Tuesday, 5 November 2013

Who Invented The Telephone ??



Antonio Meucci. 
        An erratic, sometimes brilliant, Florentine inventor, Meucci arrived in the USA in 1850. In 1860, he first demonstrated a working model of an electric device he called the teletrofono. He filed a caveat (a kind of stopgap patent) in 1871, five years before Alexander Graham Bell’s telephone patent. 

In the same year, Meucci fell ill after he was badly scalded when the Staten Island ferry’s boiler exploded. Unable to speak much English, and living on the dole, he failed to send the $10 required to renew his caveat in 1874. When Bell’s patent was registered in 1876, Meucci sued. He’d sent his original sketches and working models to the lab at Western Union. By an extraordinary coincidence, Bell worked in the very same lab and the models had mysteriously disappeared. Meucci died in 1889, while his case against Bell was still under way. 

As a result, it was Bell, not Meucci who got the credit for the invention. In 2004, the balance was partly redressed by the US House of Representatives who passed a resolution that ‘the life and achievements of Antonio Meucci should be recognized, and his work in the invention of the telephone should be acknowledged.’ Not that Bell was a complete fraud. 

As a young man he did teach his dog to say ‘How are you, Grandmamma?’ as a way of communicating with her when she was in a different room. And he made the telephone a practical tool. Like his friend Thomas Edison, Bell was relentless in his search for novelty. And, like Edison, he wasn’t always successful. His metal detector failed to locate the bullet in the body of the stricken President James Garfield. It seems Bell’s machine was confused by the President’s metal bed- springs. Bell’s foray into animal genetics was driven by his desire to increase the numbers of twin and triplet births in sheep. 

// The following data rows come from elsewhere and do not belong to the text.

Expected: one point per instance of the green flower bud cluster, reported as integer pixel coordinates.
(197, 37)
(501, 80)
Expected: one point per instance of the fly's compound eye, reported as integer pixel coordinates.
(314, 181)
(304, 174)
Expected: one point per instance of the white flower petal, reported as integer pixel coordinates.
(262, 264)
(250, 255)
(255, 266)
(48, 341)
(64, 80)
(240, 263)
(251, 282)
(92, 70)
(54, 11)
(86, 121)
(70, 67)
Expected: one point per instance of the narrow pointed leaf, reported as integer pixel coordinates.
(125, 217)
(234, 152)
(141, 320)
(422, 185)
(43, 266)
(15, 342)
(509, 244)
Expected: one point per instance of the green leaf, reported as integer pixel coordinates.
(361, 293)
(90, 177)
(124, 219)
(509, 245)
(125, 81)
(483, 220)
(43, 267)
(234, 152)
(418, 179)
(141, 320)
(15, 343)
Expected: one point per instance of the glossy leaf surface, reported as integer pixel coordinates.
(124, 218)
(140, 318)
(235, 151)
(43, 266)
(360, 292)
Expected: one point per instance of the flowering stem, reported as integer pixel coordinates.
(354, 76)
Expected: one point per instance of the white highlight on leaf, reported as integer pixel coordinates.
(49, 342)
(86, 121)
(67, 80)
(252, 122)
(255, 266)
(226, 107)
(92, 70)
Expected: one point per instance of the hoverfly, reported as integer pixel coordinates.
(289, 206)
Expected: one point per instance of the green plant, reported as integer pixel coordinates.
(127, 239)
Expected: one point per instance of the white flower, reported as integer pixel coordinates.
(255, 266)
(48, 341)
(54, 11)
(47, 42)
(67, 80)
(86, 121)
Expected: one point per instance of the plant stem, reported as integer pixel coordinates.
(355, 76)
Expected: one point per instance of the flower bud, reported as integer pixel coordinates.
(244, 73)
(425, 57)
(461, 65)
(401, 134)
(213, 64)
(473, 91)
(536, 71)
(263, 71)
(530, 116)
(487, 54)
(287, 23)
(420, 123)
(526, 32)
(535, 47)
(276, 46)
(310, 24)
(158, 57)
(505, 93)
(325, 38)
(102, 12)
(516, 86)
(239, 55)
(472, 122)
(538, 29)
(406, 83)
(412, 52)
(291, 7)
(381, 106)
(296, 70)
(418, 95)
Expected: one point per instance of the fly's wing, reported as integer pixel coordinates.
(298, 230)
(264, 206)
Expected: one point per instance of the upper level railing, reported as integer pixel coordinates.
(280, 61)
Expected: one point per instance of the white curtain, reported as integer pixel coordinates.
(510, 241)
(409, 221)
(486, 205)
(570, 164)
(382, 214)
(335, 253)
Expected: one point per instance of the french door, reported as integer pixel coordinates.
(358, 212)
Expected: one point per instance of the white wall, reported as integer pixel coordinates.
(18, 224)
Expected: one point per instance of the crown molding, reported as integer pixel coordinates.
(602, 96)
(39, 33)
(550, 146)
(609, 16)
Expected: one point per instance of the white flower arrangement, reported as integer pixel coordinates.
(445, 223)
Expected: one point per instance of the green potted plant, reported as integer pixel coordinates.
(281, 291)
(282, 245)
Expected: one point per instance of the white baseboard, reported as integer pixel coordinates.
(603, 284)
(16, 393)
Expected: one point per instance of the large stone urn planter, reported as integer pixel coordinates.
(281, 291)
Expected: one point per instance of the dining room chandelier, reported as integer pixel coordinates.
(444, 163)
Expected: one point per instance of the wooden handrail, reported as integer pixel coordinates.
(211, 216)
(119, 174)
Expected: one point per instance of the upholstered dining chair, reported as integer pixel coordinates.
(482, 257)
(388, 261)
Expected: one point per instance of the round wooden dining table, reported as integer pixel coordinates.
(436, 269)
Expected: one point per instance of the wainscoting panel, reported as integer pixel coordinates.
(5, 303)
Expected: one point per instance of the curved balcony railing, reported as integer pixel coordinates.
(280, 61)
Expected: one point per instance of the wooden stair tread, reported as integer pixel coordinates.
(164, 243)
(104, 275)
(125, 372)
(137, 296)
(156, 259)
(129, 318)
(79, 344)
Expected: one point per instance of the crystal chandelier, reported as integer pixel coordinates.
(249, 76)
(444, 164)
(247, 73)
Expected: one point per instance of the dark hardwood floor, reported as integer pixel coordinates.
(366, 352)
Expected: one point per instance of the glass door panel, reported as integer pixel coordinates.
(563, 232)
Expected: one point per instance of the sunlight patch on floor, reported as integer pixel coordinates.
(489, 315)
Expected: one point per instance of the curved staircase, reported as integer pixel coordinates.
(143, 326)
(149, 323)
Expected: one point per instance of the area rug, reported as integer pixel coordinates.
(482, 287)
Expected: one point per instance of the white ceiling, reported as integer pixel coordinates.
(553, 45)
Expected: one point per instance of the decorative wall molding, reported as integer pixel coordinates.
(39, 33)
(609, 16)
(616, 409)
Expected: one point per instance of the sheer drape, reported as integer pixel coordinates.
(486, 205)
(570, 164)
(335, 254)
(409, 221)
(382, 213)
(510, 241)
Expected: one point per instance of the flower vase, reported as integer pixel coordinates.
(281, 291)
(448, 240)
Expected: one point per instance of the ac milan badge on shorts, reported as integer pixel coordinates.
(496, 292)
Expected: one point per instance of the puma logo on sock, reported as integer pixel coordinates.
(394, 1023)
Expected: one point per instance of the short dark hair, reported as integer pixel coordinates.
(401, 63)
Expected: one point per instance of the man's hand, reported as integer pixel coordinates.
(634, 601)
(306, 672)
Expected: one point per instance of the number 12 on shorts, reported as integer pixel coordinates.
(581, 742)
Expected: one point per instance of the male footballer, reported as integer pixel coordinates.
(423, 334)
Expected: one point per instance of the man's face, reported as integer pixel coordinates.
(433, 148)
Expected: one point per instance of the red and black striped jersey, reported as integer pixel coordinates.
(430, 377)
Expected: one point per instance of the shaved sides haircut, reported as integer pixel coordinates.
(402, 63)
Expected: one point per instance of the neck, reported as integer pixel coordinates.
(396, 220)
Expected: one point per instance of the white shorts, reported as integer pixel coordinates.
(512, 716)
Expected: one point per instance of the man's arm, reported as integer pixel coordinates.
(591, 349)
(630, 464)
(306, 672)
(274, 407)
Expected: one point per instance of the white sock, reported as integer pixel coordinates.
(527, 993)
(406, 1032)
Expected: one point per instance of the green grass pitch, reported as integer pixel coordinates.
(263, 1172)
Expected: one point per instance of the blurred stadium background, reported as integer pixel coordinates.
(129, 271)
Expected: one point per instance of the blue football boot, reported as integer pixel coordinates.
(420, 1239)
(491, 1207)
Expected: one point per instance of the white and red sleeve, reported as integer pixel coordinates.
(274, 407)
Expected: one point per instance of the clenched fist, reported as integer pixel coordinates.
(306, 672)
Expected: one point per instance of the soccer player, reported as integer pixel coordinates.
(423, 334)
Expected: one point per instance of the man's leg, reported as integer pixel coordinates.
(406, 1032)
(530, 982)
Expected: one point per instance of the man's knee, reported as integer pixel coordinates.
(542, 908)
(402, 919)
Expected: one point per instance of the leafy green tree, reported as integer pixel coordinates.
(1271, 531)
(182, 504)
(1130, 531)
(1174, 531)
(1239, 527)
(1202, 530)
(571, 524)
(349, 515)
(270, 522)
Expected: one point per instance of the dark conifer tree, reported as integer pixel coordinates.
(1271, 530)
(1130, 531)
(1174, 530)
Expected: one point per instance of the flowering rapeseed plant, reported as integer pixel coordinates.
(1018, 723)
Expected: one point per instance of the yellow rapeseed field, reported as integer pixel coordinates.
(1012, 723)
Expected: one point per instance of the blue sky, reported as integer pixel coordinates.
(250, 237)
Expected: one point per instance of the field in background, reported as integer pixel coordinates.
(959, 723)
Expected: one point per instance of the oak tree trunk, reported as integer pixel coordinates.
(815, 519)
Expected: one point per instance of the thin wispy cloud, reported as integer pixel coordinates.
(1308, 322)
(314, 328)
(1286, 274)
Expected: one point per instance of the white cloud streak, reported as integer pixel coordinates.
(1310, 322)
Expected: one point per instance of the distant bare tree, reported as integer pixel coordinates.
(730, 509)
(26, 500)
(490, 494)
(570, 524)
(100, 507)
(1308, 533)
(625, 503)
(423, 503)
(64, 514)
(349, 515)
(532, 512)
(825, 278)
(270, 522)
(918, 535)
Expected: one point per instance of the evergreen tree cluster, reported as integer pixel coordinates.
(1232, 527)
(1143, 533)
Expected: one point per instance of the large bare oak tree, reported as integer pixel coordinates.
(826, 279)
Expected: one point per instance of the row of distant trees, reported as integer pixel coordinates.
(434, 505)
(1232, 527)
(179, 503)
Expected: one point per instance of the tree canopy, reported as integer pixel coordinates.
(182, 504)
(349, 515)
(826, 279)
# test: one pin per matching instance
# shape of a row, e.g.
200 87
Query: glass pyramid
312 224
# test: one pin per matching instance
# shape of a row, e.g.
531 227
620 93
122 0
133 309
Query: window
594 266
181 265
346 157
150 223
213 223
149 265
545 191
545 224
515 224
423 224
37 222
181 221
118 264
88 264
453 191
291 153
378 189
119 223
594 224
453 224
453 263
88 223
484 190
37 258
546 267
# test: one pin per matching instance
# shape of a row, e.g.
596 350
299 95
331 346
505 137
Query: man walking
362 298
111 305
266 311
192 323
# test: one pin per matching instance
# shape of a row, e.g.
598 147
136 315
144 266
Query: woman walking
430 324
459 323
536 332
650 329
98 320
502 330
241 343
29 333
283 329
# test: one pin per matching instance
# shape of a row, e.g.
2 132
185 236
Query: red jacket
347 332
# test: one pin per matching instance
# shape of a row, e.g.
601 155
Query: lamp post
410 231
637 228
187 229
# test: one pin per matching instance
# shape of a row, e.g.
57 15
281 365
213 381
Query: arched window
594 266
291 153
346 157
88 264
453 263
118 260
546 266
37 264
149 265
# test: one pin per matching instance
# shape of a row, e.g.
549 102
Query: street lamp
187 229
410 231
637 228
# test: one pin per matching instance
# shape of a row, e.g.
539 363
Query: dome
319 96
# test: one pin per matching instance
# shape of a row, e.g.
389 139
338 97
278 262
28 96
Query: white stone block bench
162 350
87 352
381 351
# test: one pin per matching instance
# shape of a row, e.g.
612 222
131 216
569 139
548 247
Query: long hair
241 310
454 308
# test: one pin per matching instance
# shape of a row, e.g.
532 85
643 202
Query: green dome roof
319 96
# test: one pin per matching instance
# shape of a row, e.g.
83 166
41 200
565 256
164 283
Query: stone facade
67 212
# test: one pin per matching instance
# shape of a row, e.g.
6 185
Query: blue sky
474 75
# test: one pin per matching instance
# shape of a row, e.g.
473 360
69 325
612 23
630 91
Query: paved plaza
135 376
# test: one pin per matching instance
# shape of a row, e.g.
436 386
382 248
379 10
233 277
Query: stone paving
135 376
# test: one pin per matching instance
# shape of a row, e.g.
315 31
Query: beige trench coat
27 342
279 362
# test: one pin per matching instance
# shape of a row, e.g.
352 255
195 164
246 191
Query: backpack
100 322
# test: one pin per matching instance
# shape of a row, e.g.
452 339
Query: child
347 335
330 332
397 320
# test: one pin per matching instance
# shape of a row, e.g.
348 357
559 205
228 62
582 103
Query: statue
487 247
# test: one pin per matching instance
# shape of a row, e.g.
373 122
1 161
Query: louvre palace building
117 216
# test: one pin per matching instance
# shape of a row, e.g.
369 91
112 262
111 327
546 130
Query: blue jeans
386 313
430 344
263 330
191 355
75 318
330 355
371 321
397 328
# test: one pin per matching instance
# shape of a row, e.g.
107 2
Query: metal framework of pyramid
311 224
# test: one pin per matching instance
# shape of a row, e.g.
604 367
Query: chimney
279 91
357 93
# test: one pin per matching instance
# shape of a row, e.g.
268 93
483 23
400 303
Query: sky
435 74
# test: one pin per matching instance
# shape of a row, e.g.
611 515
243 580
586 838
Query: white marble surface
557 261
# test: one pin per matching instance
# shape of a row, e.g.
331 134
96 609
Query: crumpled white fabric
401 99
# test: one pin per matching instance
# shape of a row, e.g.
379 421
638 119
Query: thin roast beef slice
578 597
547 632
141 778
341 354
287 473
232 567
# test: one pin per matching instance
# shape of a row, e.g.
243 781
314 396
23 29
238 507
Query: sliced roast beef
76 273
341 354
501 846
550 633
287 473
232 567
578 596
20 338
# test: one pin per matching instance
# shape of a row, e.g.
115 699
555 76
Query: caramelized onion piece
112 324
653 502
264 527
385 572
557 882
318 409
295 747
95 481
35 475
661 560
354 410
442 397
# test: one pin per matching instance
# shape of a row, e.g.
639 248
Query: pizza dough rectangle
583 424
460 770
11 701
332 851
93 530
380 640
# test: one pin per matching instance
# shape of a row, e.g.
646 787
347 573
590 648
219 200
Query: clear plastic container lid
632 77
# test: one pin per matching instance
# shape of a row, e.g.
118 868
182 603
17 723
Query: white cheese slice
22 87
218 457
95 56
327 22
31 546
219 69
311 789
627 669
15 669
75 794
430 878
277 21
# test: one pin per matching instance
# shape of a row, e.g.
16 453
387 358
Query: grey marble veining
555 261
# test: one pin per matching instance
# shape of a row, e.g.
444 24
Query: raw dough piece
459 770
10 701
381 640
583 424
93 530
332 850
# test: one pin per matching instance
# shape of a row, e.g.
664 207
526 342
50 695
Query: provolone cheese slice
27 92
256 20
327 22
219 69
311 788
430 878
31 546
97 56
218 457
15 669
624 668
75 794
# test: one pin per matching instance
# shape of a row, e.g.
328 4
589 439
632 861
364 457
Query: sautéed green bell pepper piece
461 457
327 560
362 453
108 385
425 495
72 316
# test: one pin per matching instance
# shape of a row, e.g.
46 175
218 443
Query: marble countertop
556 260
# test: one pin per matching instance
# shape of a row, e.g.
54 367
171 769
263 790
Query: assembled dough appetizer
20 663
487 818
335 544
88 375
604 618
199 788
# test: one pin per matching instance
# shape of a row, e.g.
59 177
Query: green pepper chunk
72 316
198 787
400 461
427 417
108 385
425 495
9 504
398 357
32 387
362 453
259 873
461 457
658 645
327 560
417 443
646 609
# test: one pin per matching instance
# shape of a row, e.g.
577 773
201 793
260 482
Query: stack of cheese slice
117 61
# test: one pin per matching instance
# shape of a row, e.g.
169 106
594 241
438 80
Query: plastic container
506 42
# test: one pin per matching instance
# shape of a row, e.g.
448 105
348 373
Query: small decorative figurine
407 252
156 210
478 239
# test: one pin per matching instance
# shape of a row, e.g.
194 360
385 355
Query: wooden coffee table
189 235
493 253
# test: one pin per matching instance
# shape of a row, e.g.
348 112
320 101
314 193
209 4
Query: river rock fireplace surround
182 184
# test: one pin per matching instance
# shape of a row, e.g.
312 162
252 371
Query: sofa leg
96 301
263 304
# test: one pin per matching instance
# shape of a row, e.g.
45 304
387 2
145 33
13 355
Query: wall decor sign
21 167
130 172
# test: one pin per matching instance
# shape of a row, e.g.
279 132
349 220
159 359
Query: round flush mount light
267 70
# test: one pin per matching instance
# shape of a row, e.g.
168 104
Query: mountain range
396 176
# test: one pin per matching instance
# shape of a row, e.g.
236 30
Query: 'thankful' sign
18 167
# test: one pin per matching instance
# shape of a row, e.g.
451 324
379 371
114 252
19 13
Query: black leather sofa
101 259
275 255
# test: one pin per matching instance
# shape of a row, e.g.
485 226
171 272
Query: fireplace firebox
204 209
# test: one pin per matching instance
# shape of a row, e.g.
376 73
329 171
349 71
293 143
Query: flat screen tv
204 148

He noticed that sheep with more than two nipples produced more twins. All he managed to produce was sheep with more nipples. On the plus side, he did help to invent a hydrofoil, the HP 4, which set the world water-speed record of 114 kph (70.84 mph) in 1919 and stood for ten years. Bell was eighty-two at the time and wisely refused to travel in it. Bell always referred to himself first and foremost as a ‘teacher of the deaf’. His mother and wife were deaf and he taught the young Helen Keller. She dedicated her autobiography to him.